Subject: Bug: Vulnerability Name – Your Full Name

Email body:

• • Vulnerability Information:
    
    • Name of Vulnerability:
    • Vulnerability Category:
    • Description:
      
      • Vulnerable Instances:
      • Steps to Reproduce:
      • Proof of Concept:
      • Impact:
      • Recommendation:
  • Your details:
    
    • Full Name:
    • Email Address:
    • Mobile Number:
    • Any Publicly Identifiable profile:

Note: The TFT security team will review the submission and revert back within 7 working days.

Security Focus Areas

At TFT’s Vulnerability Disclosure Program, we prioritize the discovery of security vulnerabilities that directly impact the integrity and confidentiality of our technology ecosystem. We highly appreciate your efforts in helping us identify and rectify potential threats. Our program focuses on the following critical areas:

1. Admin Panel: Uncovering vulnerabilities in our admin panel that could lead to unauthorized access or compromise of sensitive data.
2. Open Ports: Identifying potential security risks associated with open ports, which could expose our systems to unauthorized external access.
3. Sensitive Information: Discovering instances where sensitive information might be inadequately protected, potentially leading to data leaks or unauthorized disclosures.
4. Contact Form: Highlighting vulnerabilities in our contact form to prevent potential exploits that might compromise user communication or data.
5. Form Submission: Examining the security of form submissions to ensure that user inputs are properly sanitized and validated to prevent potential attacks.
6. File Upload on Career Section: Identifying weaknesses in the file upload functionality within our career section to prevent potential malicious file uploads or unauthorized access.

Acknowledgements

We currently don’t operate a bounty or cash reward initiative for disclosures; however, we have various ways to show our appreciation for your valuable input. In cases of sincere and ethical disclosures, we’re more than willing to recognize your contribution publicly. This recognition can take the form of an acknowledgement in the dedicated section on our website.
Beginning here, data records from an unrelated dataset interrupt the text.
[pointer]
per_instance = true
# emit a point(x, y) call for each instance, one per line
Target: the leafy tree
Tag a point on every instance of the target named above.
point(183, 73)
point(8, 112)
Of course, we’ll proceed with this gesture only if you’re comfortable with receiving public acknowledgement.

Hall of Fame Criteria

1. Your’s name and profile, with valid critical and high finding will be displayed in our “Hall of Fame” page
2. Your’s name and profile, with more than 5 new valid medium and low findings within 90 days, will also be displayed in our “Hall of Fame” page

Exclusions

Out of Scope Domains

1. Any subdomains of tftus.com unless mentioned “in-scope”
2. All testing and staging environments are out of scope for this program
   

Reports falling into the categories listed below are considered out of scope for our VDP program. :

1. Clickjacking on pages with no sensitive actions
2. Cross-Site Request Forgery (CSRF) on unauthenticated forms or forms with no sensitive actions
3. Attacks requiring MITM or physical access to a user’s device
4. Any activity that could lead to the disruption of our service (DoS)
5. Content spoofing and text injection issues without showing an attack vector/without being able to modify HTML/CSS
6. Rate limiting or bruteforce issues on non-authentication endpoints
7. Missing security headers
8. Self XSS
9. Missing HttpOnly or Secure flags on cookies
10. Weak password policies
11. Session hijacking
12. Missing email best practices (Invalid, incomplete or missing SPF/DKIM/DMARC records, etc.)
13. Vulnerabilities only affecting users of outdated or unpatched browsers [Less than 2 stable versions behind the latest released stable version]
14. Software version disclosure / Banner identification issues / Descriptive error messages or headers (e.g. stack traces, application or server errors) / Known public files or directories disclosure (e.g. robots.txt, css/images etc)
15. Public Zero-day vulnerabilities that have had an official patch for less than 1 month
16. Tabnabbing
17. Open redirect – unless an additional security impact can be demonstrated
18. Issues that require exceedingly unlikely user interaction
19. Spamming (e.g. SMS/Email Bombing).